Similarly, “Gibson: Mars Bluff, South Carolina, 1768” tells the story of Gideon Gibson, the leader of a group of backcountry farmers called the “Regulators,” whose mission was to hold their English governors accountable for promised legal reforms. A free man of color, Gibson owned slaves. He had a penchant for violence and thus was seen by the authorities as a particular threat, so the local militia was charged with hunting him down. But Gibson was a wily adversary. He fought off attempts at capture, eventually winning the reforms his Regulators sought.
Because the Gibsons were successful in business, Sharfstein argues, the authorities in Charleston were unwilling to confront him on racial grounds. Ironically, the racial system that threatened both Gideon Gibson and Jordan Spencer ended up being their salvation. “The Gibsons were hardly the only family who were fashioning new identities for themselves,” says Sharfstein. “If the colony drew the color line too strictly, large numbers of established whites might be vulnerable to or otherwise touched by reclassification.”

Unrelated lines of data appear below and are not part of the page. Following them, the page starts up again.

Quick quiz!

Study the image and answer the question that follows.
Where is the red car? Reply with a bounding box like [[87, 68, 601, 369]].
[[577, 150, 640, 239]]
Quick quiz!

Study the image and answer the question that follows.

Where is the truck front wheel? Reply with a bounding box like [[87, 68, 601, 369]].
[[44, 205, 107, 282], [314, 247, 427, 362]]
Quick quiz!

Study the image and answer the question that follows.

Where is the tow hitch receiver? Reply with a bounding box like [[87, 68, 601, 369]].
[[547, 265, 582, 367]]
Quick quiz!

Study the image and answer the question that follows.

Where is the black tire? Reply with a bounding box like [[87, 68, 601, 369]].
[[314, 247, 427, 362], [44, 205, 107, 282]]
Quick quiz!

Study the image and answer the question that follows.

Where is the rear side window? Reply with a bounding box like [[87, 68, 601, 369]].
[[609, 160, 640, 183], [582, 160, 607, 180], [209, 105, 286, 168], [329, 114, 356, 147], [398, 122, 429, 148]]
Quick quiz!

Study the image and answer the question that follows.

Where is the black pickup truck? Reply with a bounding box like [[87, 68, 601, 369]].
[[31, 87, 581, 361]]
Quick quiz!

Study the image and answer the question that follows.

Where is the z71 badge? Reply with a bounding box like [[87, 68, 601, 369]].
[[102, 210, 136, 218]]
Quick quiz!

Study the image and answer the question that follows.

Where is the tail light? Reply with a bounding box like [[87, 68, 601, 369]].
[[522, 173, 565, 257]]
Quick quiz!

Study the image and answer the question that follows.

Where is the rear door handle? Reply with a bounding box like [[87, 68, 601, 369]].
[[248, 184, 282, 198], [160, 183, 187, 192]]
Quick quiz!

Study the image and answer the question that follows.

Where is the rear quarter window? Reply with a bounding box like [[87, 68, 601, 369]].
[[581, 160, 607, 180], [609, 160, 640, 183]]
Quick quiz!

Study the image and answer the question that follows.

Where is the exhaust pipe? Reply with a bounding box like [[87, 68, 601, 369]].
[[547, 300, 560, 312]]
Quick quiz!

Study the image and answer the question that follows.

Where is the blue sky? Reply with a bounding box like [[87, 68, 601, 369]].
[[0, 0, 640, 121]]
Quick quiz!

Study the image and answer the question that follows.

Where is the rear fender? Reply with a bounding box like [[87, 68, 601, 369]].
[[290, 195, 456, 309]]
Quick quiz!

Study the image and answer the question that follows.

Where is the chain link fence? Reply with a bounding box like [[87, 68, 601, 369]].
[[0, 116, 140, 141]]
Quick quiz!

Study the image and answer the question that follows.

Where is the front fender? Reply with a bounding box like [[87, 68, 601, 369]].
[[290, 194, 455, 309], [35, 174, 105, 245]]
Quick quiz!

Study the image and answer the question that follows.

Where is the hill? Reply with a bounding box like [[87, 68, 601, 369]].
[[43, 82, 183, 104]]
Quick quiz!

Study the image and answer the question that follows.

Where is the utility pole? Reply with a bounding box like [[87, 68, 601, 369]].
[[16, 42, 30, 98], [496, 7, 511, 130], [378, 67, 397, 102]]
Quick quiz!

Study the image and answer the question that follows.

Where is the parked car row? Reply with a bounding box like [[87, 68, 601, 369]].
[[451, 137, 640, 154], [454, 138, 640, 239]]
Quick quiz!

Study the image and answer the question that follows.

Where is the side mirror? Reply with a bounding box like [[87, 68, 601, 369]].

The Invisible Line revels in this kind of irony. For every advancement and setback in America’s struggle with questions of race, there’s a universe of unintended consequences, and this dynamic makes for great storytelling. The Invisible Line reads like a collection of short fiction in which Sharfstein never succumbs to clichéd endings or oversimplified character arcs. The Gibsons, the Walls, and the Spencers are real people who were operating during complicated times, and such stories, when told by a writer with Sharfstein’s narrative skill, can be as compelling as any in the world of fiction. “Their histories reveal constant questioning, acts of interpretation and reinterpretation, stubborn assertions of will, and outright escape,” he writes. “More than anything, this is their legacy. They help us understand the rules of the past while insisting that we make our own.”
Daniel Sharfstein will discuss The Invisible Line at 7 p.m. on February 22 at Borders Books in Nashville.